My interest in observability in Google Cloud developed in large part in the context of working with GCP customers running workloads on GKE, and one of my very first posts here covered using Stackdriver for those workloads. The very first episode of Stack Doctor also went over what were at the time the “new” GKE monitoring capabilities. This was over two years ago, and there have been some great updates to those capabilities since then. I thought it was time to revisit Cloud Ops for GKE, have another look at the dashboards, and try out the new capabilities. Let’s dive in!
Right away, the new GKE monitoring dashboard looks very different from what we saw released at Kubecon in May of 2018. Instead of 3 tabs — infrastructure, workloads, and services — you now have lists of all the different entities in the workspace (which, as you may recall, can aggregate monitoring information from multiple projects). The first thing I thought of when I saw this was “Well, that’s great, but there is a default namespace in every cluster, how will I ever find what I need?” As it turns out — someone has already thought of that!

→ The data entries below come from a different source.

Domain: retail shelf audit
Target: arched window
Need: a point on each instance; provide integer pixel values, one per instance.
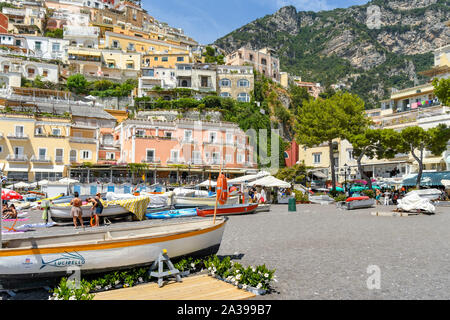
(243, 83)
(243, 97)
(225, 83)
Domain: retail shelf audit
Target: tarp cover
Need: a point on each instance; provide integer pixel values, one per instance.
(414, 202)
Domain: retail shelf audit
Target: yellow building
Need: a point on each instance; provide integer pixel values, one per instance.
(104, 64)
(34, 148)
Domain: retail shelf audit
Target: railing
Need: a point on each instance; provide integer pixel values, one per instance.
(153, 160)
(16, 158)
(21, 136)
(40, 159)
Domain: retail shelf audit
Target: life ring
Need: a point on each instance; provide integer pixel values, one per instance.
(94, 220)
(222, 189)
(357, 199)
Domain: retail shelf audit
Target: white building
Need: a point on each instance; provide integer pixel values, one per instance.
(156, 77)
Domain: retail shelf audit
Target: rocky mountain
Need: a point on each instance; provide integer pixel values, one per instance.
(368, 48)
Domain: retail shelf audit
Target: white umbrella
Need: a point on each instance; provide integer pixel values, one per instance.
(208, 183)
(68, 181)
(270, 182)
(21, 185)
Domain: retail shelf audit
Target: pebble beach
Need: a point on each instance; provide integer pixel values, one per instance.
(321, 252)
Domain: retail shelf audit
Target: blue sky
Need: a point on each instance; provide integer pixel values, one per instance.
(208, 20)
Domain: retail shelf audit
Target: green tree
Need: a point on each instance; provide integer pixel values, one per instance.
(417, 140)
(442, 90)
(324, 120)
(78, 84)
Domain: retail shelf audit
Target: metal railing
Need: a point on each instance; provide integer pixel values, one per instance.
(16, 158)
(41, 159)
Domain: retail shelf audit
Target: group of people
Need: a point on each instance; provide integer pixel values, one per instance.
(77, 213)
(8, 212)
(257, 196)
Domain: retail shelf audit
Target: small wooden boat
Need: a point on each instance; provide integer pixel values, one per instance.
(61, 213)
(263, 208)
(228, 210)
(195, 202)
(357, 203)
(171, 214)
(26, 261)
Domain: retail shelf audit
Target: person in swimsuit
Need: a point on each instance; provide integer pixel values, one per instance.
(76, 211)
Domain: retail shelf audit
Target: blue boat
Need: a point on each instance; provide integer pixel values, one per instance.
(171, 214)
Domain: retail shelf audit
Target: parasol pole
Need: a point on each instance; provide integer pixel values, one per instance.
(217, 197)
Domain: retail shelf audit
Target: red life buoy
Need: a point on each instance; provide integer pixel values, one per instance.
(222, 189)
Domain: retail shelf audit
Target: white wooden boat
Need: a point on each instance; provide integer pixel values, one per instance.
(429, 194)
(25, 260)
(194, 202)
(263, 207)
(62, 213)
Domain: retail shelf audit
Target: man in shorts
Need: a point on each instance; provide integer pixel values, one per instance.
(76, 211)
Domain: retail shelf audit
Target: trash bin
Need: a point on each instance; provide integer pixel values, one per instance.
(292, 205)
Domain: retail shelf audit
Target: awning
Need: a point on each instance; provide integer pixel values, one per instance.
(50, 168)
(12, 167)
(428, 179)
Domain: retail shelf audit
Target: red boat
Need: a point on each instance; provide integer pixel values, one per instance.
(228, 210)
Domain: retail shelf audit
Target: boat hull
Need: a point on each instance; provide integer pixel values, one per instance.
(194, 202)
(125, 249)
(232, 210)
(63, 213)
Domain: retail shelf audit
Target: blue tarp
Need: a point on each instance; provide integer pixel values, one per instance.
(429, 179)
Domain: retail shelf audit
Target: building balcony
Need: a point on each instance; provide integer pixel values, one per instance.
(176, 161)
(17, 158)
(83, 140)
(153, 160)
(15, 136)
(40, 159)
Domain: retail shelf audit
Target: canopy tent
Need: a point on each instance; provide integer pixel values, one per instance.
(249, 178)
(429, 179)
(270, 182)
(68, 181)
(208, 183)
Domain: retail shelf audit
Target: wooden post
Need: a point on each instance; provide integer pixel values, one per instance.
(217, 196)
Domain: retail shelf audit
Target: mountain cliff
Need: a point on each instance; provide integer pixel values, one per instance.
(368, 49)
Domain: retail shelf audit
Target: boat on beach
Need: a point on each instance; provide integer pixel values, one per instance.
(26, 260)
(228, 210)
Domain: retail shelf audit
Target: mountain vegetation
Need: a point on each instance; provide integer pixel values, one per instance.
(344, 47)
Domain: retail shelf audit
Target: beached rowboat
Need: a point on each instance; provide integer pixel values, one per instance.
(228, 210)
(116, 247)
(194, 202)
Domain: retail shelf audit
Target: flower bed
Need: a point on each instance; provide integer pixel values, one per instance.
(254, 279)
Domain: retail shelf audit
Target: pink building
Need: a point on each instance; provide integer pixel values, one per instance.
(264, 61)
(185, 147)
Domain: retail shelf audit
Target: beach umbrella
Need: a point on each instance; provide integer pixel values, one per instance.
(68, 181)
(8, 194)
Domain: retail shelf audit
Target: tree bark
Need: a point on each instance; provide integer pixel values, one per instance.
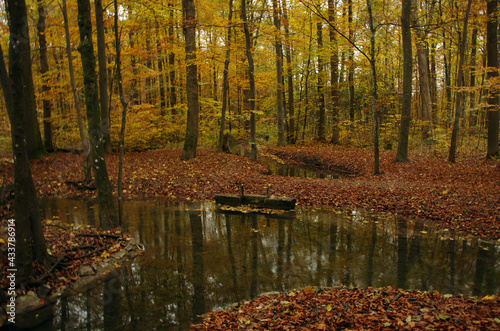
(375, 115)
(404, 128)
(321, 95)
(44, 68)
(87, 163)
(18, 20)
(291, 136)
(103, 76)
(107, 212)
(459, 94)
(493, 98)
(189, 26)
(251, 77)
(30, 241)
(334, 62)
(225, 82)
(279, 75)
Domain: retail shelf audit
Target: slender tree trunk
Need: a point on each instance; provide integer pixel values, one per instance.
(30, 241)
(375, 115)
(291, 136)
(321, 95)
(189, 26)
(334, 63)
(350, 78)
(44, 68)
(225, 82)
(404, 128)
(493, 98)
(107, 212)
(460, 83)
(251, 77)
(103, 76)
(124, 116)
(87, 163)
(279, 75)
(34, 142)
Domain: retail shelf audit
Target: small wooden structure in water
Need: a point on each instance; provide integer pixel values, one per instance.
(258, 201)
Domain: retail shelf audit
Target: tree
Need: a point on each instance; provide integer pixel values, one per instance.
(279, 75)
(34, 142)
(30, 241)
(103, 75)
(107, 212)
(87, 163)
(404, 127)
(251, 77)
(460, 83)
(44, 68)
(493, 97)
(225, 82)
(189, 26)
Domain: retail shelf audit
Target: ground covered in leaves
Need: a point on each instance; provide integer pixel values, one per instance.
(358, 309)
(463, 196)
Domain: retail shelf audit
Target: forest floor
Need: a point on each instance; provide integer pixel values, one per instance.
(463, 197)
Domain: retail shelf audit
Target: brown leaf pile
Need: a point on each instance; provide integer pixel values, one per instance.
(464, 196)
(358, 309)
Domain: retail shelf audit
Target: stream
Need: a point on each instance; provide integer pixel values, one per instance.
(198, 260)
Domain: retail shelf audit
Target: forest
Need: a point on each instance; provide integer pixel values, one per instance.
(393, 105)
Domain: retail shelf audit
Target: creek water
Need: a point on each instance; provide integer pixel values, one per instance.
(198, 260)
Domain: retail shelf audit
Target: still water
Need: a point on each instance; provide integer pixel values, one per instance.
(198, 260)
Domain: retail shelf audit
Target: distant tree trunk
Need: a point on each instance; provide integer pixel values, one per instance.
(189, 26)
(171, 61)
(404, 127)
(321, 95)
(30, 241)
(334, 62)
(87, 163)
(34, 143)
(107, 212)
(493, 98)
(460, 83)
(375, 115)
(423, 76)
(103, 76)
(251, 77)
(350, 75)
(225, 82)
(291, 136)
(44, 68)
(124, 116)
(279, 75)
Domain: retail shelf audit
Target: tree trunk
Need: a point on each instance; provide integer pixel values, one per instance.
(30, 241)
(404, 128)
(493, 98)
(225, 82)
(103, 76)
(334, 62)
(291, 137)
(19, 20)
(251, 77)
(124, 116)
(460, 83)
(87, 163)
(321, 95)
(44, 68)
(189, 26)
(375, 116)
(107, 212)
(279, 75)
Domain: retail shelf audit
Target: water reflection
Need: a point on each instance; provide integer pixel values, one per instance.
(198, 260)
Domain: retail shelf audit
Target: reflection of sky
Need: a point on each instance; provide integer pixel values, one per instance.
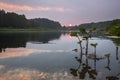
(19, 52)
(52, 61)
(30, 74)
(65, 11)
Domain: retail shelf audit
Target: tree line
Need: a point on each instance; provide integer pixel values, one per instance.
(13, 20)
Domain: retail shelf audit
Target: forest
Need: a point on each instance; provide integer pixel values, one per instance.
(13, 20)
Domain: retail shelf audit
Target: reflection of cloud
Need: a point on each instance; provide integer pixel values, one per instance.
(12, 7)
(18, 52)
(28, 74)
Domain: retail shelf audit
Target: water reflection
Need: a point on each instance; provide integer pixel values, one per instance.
(86, 71)
(16, 40)
(32, 74)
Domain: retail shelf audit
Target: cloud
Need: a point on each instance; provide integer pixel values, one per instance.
(11, 7)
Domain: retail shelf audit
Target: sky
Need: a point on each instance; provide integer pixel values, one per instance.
(67, 12)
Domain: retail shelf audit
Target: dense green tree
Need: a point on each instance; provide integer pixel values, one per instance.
(13, 20)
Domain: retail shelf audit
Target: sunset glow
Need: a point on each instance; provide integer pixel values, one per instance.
(11, 7)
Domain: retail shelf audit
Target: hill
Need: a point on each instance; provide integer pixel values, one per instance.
(13, 20)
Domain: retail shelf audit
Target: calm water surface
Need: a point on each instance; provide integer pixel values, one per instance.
(49, 56)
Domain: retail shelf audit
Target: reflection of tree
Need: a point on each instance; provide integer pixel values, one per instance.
(116, 41)
(83, 69)
(108, 61)
(14, 40)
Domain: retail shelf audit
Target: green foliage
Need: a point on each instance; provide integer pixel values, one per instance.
(13, 20)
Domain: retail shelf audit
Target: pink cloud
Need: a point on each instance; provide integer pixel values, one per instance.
(11, 7)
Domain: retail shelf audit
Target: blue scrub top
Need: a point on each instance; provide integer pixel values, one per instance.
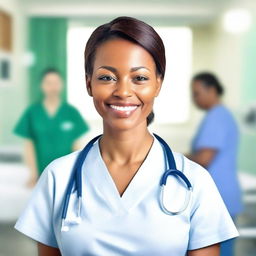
(219, 131)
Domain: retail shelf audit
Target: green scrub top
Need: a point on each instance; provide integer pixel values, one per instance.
(53, 136)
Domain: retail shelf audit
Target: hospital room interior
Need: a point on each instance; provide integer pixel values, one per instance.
(200, 36)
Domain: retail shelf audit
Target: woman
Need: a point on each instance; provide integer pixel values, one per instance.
(51, 128)
(215, 145)
(125, 66)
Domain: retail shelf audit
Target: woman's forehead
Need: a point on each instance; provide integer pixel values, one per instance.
(121, 53)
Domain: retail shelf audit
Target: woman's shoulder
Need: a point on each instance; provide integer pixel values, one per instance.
(62, 166)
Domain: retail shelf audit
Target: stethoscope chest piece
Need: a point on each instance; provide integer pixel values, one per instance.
(180, 177)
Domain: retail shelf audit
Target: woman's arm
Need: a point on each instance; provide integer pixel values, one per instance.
(30, 159)
(44, 250)
(213, 250)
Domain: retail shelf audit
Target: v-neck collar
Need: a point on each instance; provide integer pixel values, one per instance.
(147, 176)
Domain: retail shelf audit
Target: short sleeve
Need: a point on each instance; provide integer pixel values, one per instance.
(212, 132)
(36, 221)
(81, 125)
(23, 126)
(210, 220)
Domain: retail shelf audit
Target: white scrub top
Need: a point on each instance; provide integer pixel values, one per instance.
(133, 224)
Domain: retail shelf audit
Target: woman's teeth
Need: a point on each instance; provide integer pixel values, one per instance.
(124, 108)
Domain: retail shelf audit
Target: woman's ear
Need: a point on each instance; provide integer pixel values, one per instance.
(159, 82)
(88, 85)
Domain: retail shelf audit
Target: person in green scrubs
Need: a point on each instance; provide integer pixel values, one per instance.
(51, 128)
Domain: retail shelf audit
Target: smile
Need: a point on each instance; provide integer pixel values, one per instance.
(123, 108)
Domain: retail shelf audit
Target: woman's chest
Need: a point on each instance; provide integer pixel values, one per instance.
(141, 230)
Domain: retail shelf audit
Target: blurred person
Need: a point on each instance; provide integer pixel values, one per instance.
(51, 128)
(215, 145)
(118, 211)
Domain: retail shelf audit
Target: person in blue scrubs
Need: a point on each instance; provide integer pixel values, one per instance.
(215, 145)
(119, 212)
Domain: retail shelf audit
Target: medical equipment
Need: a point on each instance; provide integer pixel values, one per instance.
(76, 180)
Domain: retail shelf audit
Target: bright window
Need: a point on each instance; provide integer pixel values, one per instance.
(172, 105)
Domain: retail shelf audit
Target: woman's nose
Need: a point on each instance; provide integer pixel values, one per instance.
(123, 89)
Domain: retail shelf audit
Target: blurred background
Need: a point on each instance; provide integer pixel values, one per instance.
(199, 35)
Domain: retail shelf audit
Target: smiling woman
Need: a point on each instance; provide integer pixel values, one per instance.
(174, 93)
(118, 212)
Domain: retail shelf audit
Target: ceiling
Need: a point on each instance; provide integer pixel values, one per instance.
(175, 11)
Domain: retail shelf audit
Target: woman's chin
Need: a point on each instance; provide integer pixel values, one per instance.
(124, 124)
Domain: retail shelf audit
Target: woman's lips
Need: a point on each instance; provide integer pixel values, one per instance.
(123, 111)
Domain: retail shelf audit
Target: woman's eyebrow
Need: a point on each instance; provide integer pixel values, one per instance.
(115, 70)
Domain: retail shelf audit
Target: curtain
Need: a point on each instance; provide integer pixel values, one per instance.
(47, 43)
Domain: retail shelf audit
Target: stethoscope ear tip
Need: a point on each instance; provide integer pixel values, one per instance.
(64, 228)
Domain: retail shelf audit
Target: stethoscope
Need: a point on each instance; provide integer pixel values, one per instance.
(76, 180)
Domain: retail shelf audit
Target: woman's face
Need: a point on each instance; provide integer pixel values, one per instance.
(124, 83)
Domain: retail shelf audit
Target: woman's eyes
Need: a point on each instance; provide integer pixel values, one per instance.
(106, 78)
(141, 78)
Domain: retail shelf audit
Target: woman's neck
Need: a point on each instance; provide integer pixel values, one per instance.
(125, 146)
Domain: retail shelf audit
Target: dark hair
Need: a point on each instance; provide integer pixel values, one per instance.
(210, 80)
(49, 71)
(133, 30)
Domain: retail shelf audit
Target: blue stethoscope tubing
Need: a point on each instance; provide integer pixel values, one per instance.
(76, 180)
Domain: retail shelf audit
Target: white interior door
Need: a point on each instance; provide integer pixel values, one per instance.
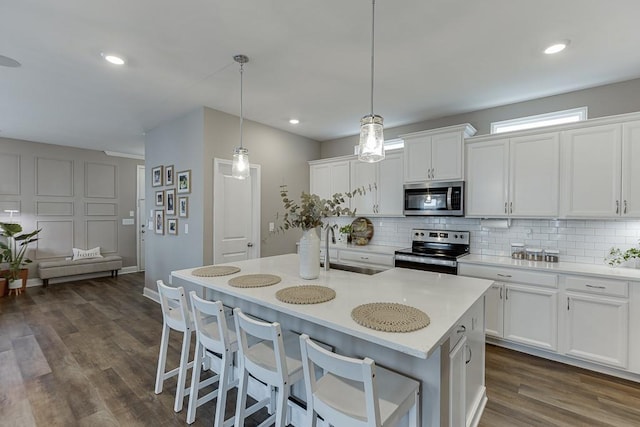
(236, 214)
(142, 222)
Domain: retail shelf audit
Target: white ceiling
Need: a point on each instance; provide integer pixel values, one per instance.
(308, 59)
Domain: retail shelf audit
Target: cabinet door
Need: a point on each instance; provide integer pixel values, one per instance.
(417, 159)
(320, 180)
(487, 177)
(365, 175)
(457, 384)
(446, 156)
(494, 311)
(390, 190)
(597, 329)
(591, 161)
(534, 176)
(531, 316)
(630, 170)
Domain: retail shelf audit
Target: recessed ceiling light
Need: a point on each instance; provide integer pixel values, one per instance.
(113, 59)
(556, 47)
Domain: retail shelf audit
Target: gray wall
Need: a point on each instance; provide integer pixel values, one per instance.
(192, 142)
(78, 197)
(608, 100)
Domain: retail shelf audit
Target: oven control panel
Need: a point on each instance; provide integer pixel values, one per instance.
(440, 236)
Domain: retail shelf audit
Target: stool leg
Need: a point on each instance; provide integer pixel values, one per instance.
(162, 358)
(182, 373)
(195, 383)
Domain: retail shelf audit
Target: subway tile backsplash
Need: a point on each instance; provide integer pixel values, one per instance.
(581, 241)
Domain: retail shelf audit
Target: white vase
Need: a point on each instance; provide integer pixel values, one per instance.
(309, 254)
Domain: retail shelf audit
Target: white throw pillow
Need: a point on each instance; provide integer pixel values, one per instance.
(89, 253)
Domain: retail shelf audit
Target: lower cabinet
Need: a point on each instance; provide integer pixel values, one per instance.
(596, 322)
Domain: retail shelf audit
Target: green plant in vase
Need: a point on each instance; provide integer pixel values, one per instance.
(14, 250)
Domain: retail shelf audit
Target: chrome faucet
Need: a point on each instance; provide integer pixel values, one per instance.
(326, 246)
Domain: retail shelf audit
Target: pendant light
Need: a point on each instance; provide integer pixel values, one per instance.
(371, 147)
(240, 167)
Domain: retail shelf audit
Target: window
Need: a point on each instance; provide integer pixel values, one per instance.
(540, 120)
(391, 144)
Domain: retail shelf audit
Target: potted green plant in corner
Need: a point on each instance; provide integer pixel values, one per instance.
(13, 253)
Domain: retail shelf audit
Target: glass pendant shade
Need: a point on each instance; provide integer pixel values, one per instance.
(240, 166)
(371, 147)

There’s a really cool filtering feature that will actually help you to find exactly what you’re looking for. In this example, if you have a copy of the “frontend” service running in three different clusters — the filter lets you select the exact one you want. Once you apply the filter, the entire dashboard is filtered to match:
One of the things that’s been kind of hard to do in the past is to get an aggregated view of the data. For example, what does my resource utilization look like across my namespace? This new view makes it really easy to get this kind of aggregation — and it will scale no matter how many resources are being aggregated, even if you have thousands of pods across hundreds of namespaces. But if you do want to see all of those resources — you can click View All.
That will let you see all of the entities in that category. If that list is too overwhelming — you can filter from here, too!
You can still select a row in the table to get its details. For example, you can see metrics for a pod by clicking on it, which opens the details panel:
From there, click on the Logs tab to get the logs for the pod:
If needed — you can filter logs by severity:
Click the Open in Logging button:
That opens the (new!) Logs Viewer with the query to get those logs pre-populated and executed:
One other thing I really like is that you can easily create an Alerting Policy from the Metrics tab of the details screen:
If you’ve been following me for a while, you probably know that I don’t necessarily think it’s a good idea to alert on these kinds of infrastructure metrics, but I can absolutely envision a use case where you might need to know about, for example, hitting memory limits or something like that.
I’m really happy to see the team make great progress on this experience in the last two years, and I really like where this is going. Next time, I want to approach this from a different angle by forcing an alert/incident and seeing how useful it’s going to be for troubleshooting.
Thanks for reading, and stay healthy out there!